Amtsenthebungsverfahren gegen Trump – wegen "illegalem Angriffskrieg"
Der Kongressabgeordnete John Larson erklärte am Dienstag, er habe 13 Anklagepunkte vorgebracht, in denen er Trump vorwirft, einen "illegalen Krieg" zu führen. Der US-Präsident habe die Drohungen gegen Iran eskaliert und damit die Sicherheit der USA sowie das Leben amerikanischer Bürger gefährdet. Trump werde "immer unberechenbarer" und "von Tag zu Tag instabiler". Larson erklärte:
"Donald Trump hat alle Voraussetzungen für eine Amtsenthebung bei weitem überschritten. Und es wird immer schlimmer."

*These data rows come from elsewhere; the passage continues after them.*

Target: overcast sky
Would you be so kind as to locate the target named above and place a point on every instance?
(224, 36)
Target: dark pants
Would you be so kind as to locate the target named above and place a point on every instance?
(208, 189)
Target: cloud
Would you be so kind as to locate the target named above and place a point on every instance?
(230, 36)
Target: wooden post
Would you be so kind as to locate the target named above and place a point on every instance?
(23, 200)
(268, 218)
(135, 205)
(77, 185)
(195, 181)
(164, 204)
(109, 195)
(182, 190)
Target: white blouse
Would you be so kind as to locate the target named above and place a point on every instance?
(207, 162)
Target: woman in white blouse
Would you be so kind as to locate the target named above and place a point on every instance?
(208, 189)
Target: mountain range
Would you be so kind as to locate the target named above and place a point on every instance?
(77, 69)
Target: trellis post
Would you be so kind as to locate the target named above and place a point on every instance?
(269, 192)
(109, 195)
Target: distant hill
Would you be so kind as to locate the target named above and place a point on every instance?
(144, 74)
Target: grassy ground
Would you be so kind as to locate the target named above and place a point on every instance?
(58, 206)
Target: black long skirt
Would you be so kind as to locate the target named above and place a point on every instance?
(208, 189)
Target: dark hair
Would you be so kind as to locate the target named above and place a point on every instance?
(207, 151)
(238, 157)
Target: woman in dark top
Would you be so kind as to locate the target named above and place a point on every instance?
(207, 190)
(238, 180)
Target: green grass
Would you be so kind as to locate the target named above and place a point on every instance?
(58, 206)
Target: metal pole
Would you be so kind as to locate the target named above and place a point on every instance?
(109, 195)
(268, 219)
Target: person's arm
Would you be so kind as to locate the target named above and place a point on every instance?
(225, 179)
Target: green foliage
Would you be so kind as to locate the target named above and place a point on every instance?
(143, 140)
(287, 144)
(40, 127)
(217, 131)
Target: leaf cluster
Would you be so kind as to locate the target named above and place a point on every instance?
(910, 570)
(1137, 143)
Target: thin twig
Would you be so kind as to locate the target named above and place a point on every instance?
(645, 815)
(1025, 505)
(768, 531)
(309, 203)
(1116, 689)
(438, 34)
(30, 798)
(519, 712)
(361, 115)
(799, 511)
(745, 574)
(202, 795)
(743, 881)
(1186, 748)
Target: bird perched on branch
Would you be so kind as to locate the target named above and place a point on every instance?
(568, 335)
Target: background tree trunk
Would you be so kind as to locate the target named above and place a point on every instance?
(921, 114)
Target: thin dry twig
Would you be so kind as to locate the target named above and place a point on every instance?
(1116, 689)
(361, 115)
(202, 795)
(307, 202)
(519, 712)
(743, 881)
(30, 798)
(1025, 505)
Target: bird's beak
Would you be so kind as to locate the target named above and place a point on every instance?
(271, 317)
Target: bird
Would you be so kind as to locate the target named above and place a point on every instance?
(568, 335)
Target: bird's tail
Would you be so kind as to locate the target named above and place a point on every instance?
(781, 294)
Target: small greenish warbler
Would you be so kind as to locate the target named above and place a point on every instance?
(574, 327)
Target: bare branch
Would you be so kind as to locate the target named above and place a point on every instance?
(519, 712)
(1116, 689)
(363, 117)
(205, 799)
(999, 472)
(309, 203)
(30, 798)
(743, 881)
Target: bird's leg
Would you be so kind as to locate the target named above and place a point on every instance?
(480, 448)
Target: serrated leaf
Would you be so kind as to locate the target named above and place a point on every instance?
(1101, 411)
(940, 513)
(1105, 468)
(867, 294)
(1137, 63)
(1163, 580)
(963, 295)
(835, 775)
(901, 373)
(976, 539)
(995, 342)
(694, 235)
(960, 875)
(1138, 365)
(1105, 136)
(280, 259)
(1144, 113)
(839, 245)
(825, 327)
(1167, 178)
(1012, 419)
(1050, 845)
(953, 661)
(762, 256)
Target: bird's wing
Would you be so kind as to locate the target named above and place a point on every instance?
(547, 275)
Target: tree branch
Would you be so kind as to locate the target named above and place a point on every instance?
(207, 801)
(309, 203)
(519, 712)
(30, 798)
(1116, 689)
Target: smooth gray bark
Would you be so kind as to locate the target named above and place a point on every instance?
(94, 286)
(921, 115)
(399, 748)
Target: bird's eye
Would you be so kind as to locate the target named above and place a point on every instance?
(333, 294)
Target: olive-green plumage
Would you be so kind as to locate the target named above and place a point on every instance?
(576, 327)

Der Kongressabgeordnete verwies auch auf Trumps Drohungen wie "Öffnet die Meerenge … oder ihr werdet in der Hölle leben." Solche Äußerungen "deuten auf Kriegsverbrechen hin." Trump sei "unfähig oder nicht willens", seine Pflichten gewissenhaft zu erfüllen.
Zudem forderten rund 70 Demokraten, darunter die ehemalige Sprecherin des Repräsentantenhauses Nancy Pelosi und Senator Chris Murphy, Trumps Kabinett dazu auf, den 25. Verfassungszusatz anzuwenden, um ihn seines Amtes zu entheben. In ihrer Begründung hieß es, der US-Präsident sei dienstunfähig. Der Verfassungszusatz ermöglicht es dem Vizepräsidenten und einer Mehrheit des Kabinetts, einen Präsidenten für dienstunfähig zu erklären. Infolgedessen fände eine Machtübergabe statt. Larson forderte:
"Sie haben die Pflicht, Patriotismus über Politik zu stellen und den 25. Verfassungszusatz anzuwenden."
Einige Demokraten verschärften die Forderung. Der Abgeordnete Jim McGovern sagte, die Regierung solle "sofort den 25. Verfassungszusatz anwenden", während die Kongressabgeordnete Lauren Underwood erklärte, Trump sei "instabil, gefährlich und unfähig, als Oberbefehlshaber zu fungieren."
Für ein Amtsenthebungsverfahren wäre eine Mehrheit im Repräsentantenhaus und eine Zweidrittelmehrheit im Senat erforderlich, um den Präsidenten seines Amtes zu entheben.